Check out the Managing Information section on the Academic Skills Kit for guidance on the other aspects of managing your information as you undertake research and writing for assignments.
Explore our useful Referencing Guide for more information on the importance of referencing.
To learn more about how to reference, try our self-enrol Canvas course, Teach yourself Referencing, for guidance on the fundamentals of constructing references.
There are lots of referencing tools that can help you manage and format your citations and references correctly. Here are some examples:
A very useful online tool that lists all the information you need to include in a reference and provides examples of how a reference will look as an in-text citation and in a reference list. See our short video (3:17 min) for how to get started using Cite Them Right online.
Keep an eye out for this symbol on Library Search and Google Scholar. Clicking the button will provide the option for you to copy a reference in a particular style and paste it directly into your reference list. You might need to tidy it up a little bit, but it will save you time over writing them manually.
Reference building tools help you to create a bibliography using the correct referencing style. You can input information manually or use import functions to pull information through from other webpages or documents. As with the citation button above, reference building tools can save you time, but you may still need to check the references are accurate.
If you’re writing a detailed essay, dissertation or thesis, you may like to use a reference management tool such as EndNote, Mendeley or Zotero to help keep all of your references organised. This software allows you to manually add references or import them from Library Search, Google Scholar, or Subject Databases; sort references into groups; attach pdf documents or add notes. You can then use the reference management software while you write to add in-text citations and format your reference list.
The University has a subscription for EndNote which is available in all University clusters and can be downloaded to your own personal device. You’ll find information about how to get started with EndNote on our EndNote Guide.
We also have a self-enrol Canvas course for getting started with EndNote, Teach yourself EndNote.
Remember: whatever tool you use, it’s always a good idea to get to know the conventions of the referencing style your school or lecturer would like you to use so that you can spot mistakes or missing information.

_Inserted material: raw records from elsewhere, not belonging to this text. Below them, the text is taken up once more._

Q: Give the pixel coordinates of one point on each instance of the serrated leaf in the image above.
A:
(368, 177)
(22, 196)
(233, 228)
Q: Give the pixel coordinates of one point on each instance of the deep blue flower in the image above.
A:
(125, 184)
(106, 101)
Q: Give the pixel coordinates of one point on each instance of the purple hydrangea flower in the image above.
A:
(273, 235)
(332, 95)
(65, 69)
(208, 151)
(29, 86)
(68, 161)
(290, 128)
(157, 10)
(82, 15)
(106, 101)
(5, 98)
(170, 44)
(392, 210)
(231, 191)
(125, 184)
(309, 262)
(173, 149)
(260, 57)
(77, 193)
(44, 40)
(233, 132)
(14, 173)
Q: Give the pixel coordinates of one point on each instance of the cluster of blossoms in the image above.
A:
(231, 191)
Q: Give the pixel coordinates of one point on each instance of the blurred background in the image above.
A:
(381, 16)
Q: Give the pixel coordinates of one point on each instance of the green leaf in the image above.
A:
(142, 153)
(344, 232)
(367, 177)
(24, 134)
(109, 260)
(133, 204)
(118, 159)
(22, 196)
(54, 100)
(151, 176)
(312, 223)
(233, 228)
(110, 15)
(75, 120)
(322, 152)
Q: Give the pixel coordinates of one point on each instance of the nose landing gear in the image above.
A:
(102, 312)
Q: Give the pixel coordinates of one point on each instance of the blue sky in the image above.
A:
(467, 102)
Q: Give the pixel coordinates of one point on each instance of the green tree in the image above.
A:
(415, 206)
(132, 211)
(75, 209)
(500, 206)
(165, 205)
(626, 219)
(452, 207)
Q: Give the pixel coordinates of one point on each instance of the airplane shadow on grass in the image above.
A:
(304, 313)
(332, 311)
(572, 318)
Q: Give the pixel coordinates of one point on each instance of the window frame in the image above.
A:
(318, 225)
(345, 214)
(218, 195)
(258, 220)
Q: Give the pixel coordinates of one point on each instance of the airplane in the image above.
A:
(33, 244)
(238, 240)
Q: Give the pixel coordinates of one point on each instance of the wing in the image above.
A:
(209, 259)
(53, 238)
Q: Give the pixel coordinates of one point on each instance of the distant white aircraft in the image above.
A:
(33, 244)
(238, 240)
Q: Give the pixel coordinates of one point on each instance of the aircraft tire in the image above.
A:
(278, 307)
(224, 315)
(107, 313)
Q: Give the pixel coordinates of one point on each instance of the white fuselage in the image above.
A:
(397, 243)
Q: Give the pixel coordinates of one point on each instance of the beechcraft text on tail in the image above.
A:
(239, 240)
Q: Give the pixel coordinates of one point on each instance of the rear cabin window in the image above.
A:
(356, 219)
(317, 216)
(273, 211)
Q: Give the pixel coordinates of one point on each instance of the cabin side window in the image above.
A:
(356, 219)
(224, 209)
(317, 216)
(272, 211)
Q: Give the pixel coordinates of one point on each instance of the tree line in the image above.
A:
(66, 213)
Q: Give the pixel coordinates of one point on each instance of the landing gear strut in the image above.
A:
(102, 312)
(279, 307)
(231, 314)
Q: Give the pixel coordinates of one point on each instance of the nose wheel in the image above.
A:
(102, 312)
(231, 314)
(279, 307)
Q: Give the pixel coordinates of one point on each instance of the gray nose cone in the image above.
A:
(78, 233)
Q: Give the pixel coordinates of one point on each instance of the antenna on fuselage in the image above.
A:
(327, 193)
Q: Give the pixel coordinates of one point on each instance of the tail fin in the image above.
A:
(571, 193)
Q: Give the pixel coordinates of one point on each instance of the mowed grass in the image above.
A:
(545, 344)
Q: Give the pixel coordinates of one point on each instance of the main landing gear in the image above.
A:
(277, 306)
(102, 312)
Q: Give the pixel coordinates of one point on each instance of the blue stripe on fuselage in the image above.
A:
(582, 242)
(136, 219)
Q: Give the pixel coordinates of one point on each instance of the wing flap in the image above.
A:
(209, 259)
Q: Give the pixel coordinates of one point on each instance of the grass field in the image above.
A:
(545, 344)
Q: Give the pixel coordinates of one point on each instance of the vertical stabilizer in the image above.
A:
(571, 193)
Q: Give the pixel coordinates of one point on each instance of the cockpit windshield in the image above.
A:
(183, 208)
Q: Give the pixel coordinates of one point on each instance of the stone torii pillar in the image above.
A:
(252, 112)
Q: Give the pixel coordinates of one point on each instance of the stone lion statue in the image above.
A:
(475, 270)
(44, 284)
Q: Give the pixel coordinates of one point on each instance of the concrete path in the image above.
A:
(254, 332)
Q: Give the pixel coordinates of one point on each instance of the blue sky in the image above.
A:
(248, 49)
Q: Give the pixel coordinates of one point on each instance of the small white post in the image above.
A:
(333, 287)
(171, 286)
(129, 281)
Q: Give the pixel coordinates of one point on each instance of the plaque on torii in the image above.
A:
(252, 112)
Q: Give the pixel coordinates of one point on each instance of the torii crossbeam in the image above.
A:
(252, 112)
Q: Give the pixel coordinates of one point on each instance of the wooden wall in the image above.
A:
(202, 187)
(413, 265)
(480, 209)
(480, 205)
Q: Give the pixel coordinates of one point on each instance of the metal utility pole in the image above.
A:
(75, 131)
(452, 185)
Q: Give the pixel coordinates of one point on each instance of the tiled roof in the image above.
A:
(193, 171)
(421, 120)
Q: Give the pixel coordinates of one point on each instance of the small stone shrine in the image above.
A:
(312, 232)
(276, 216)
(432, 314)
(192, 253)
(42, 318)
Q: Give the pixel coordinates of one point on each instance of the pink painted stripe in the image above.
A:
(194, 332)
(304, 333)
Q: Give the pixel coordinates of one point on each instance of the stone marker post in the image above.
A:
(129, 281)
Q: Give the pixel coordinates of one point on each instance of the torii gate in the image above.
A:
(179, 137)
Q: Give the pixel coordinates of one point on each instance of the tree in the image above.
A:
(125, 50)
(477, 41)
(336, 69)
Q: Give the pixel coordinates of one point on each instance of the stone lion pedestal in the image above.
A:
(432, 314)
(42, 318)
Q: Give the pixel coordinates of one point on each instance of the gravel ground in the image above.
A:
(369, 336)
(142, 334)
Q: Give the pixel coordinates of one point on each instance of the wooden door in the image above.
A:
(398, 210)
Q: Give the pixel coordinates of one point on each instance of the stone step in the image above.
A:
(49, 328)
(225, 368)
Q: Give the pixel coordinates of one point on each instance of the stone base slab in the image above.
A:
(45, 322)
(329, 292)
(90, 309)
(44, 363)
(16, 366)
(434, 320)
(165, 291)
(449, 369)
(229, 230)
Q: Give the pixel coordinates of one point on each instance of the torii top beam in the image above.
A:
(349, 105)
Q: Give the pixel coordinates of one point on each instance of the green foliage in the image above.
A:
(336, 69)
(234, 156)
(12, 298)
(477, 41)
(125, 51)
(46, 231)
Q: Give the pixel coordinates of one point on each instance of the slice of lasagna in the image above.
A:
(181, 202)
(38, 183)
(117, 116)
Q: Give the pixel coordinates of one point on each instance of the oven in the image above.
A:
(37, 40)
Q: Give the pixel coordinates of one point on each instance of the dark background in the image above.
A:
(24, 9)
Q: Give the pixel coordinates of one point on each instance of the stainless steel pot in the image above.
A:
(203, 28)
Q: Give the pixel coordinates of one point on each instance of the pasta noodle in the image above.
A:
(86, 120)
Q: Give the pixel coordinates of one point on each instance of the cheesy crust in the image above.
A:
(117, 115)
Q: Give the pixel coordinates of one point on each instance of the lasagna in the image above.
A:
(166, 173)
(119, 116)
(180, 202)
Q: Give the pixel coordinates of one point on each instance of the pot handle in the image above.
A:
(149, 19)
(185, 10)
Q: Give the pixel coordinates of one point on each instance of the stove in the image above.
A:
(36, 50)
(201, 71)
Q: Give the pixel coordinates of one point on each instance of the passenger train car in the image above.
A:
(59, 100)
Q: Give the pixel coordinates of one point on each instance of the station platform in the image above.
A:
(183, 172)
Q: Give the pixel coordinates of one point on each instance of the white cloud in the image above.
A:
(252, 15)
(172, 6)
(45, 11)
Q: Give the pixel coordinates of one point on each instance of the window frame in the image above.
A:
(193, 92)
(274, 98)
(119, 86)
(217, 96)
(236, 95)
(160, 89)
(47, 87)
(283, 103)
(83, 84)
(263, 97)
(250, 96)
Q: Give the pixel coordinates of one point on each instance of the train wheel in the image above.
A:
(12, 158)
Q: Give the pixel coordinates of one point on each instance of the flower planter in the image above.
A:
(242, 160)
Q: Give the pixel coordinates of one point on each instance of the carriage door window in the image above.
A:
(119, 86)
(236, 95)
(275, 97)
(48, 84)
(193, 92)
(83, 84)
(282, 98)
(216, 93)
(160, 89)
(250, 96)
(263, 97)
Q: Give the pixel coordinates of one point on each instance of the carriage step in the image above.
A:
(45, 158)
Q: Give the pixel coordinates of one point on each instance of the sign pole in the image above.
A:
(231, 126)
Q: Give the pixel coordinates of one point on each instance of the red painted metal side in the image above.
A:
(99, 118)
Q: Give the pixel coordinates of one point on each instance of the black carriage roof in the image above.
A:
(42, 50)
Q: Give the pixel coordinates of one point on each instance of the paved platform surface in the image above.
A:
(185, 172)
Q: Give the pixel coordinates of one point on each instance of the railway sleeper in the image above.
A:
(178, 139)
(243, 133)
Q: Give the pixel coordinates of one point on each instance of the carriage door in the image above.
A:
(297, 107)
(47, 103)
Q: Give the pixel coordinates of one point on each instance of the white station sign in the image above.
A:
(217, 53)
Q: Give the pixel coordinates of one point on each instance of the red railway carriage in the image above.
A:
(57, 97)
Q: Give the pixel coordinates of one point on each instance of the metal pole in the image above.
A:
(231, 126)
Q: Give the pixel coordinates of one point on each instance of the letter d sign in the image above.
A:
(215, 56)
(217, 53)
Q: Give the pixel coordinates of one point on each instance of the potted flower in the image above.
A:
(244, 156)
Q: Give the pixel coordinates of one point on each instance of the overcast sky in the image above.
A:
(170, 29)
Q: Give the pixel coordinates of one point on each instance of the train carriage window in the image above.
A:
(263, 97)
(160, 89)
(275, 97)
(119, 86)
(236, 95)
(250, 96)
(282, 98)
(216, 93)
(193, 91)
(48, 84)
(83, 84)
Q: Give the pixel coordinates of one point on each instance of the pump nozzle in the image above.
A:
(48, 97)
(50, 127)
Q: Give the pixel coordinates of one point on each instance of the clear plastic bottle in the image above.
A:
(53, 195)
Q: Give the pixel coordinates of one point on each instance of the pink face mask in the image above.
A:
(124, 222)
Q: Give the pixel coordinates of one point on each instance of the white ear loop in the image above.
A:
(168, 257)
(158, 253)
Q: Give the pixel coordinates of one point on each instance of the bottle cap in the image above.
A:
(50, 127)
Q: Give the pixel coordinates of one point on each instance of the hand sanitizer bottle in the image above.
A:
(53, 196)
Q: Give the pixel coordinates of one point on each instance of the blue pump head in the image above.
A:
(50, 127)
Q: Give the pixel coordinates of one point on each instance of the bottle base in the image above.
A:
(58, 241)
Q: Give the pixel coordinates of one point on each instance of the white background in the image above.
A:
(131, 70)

Once you start creating citations and references, you need to consider your reference style. There are hundreds of them out there and each has a slightly different set of rules about how citations and reference lists should appear in your text.
Most Newcastle University students use the Cite Them Right Harvard style, but there is also Vancouver, IEEE, OSCOLA, Chicago, and many more.
Your lecturers will expect you to use one specific style and all your citations and references should conform to that style accurately and consistently: same punctuation, same capitalisation, same everything.